Speaker
Description
Modeling extreme storm response on the ground, for the purpose of preparing for a worst-case scenario, sometimes takes the form of scaling up observed ground response from historical storms. This approach assumes that a simple scaling of the ground response can capture the complexities and non-linearities inherent in the solar wind-magnetosphere interaction. As part of the Solar Tsunamis project, which brings together both space and ground researchers, we test the level of utility of this assumption using the Space Weather Modeling Framework (SWMF) and the solar wind observations from the Gannon storm of May 2024. We scale the solar wind drivers by factors of 1.5, 2, and 3 and run the SWMF with each set of scaled drivers. We then compare the ground magnetometer predictions from running the model with the original solar wind and scale those predictions by the same set of factors.
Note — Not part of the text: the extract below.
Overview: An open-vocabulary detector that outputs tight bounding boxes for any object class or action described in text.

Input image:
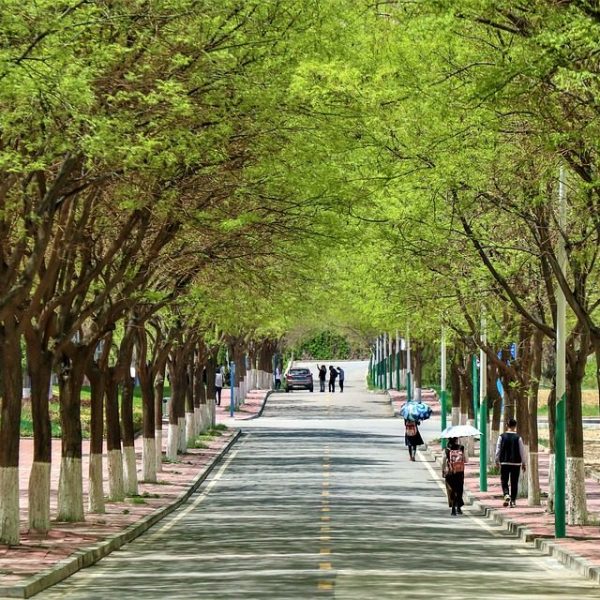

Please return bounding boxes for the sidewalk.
[428,442,600,580]
[0,390,267,598]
From this set of comparisons we present two primary findings. First, we demonstrate that scaling the solar wind drivers and scaling the ground predictions produce significantly different results. Second, we find that low latitude magnetic indexes such as Dst and SMR, which have long been used to measure storm intensity, exhibit an unusual behavior akin to saturation for the 2x and 3x simulation runs, indicating that for a truly "extreme" storm the magnetosphere enters a state not hitherto observed. This result calls for careful consideration of how we use magnetic indexes to describe storms and demonstrates that our understanding of a worst-case scenario may be severely limited by kind of storms experienced by humanity so far.